The point is, the pessimistic outlook on the team was strange.
This isn’t an argument that Mayo are at the level of Dublin or Kerry. Not quite yet. But to say they are off the rest is groupthink.
Nowadays it’s dangerous territory to praise a Mayo performance. If you venture too close in your appraisal to praise you’ll be accused of being a fanatic and getting carried away.
The apprehension is somewhat understandable, but it shouldn’t cloud judgement on good performances.
Because the last two weeks should be enough evidence to suggest that Mayo are certainly nowhere near as low on the ladder as people were suggesting before the Galway match.
Yes, Galway were brutal.
But Mayo played some smart football and managed the game and the conditions well. They showed in Pearse Stadium that their running game still is the strongest weapon in their arsenal.
Last Saturday night under the bright lights in MacHale Park was a different kettle of fish.
Kevin McStay’s side played a lot of the game on the backfoot.
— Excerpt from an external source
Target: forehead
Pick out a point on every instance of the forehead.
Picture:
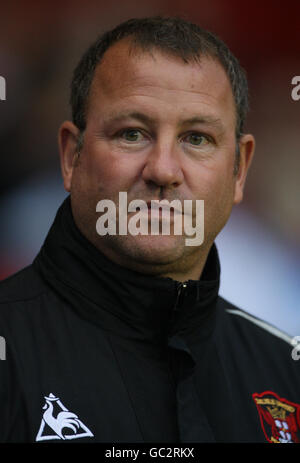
(126, 75)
For the early stages of both halves they cut a frustrated side that struggled to break down Dublin’s defence.
The All-Ireland champions came to Castlebar with a gameplan to beat Mayo. They weren’t going to push up aggressively and were more comfortable inviting Mayo on.
It was working brilliantly for 25 minutes of the first half, where they frustrated Mayo into lateral football and poor turnovers before punishing on the break.
But when a bit of chaos ensued toward the end of the first half Mayo made hay.
Likewise in the second half, when the game opened up, Dublin lost their shape and Mayo found a way into the game.
Rather fortunately, albeit. Coen’s goal should have been dealt with, and neither should Ryan O’Donoghue have been allowed use all his cuteness to win that late free, before catching out a completely unfocused Dublin defence to find Fergal Boland who kicked the winner.
It’s two wins from two for Mayo which should give them a safety net to being more experimental with players for the rest of the campaign.
Championship is a different beast, but you can’t beat the winning feeling no matter how great or minute the circumstances.
Boland’s Back
SPEAKING of that man, Fergal Boland’s decision to not emigrate to Australia is paying off.
Although not as impactful on the overall game as last week, the Aghamore man kicked an excellent winning point under pressure.
It’s both a good and a bad thing for the Mayo management.
Good in that they’ve rediscovered a player who clearly still has so much to give to Mayo. Bad in that their decision to drop him last year is now heavily under the microscope.
It was bizarre call.
Particularly when you consider the timing of it; before pre-season training ever really got going. Coupled with the fact he was consistently one of the club championship’s best forwards in the years pre-ceding the call and widely accepted as being much better than a large part of the extended panel members.
The decision to call him back this year comes off the back of a quiet club championship from Boland. So, by that theory the management team have accepted they might have made a mistake last year.
McStay refused to confirm or deny that theory when it was rightly put to him by Oisin McGovern of this parish last Saturday night in Castlebar.
McStay’s right to silence might be interpreted as the loudest admission of error.
That unspoken mistake could yet blossom to a stroke of genius.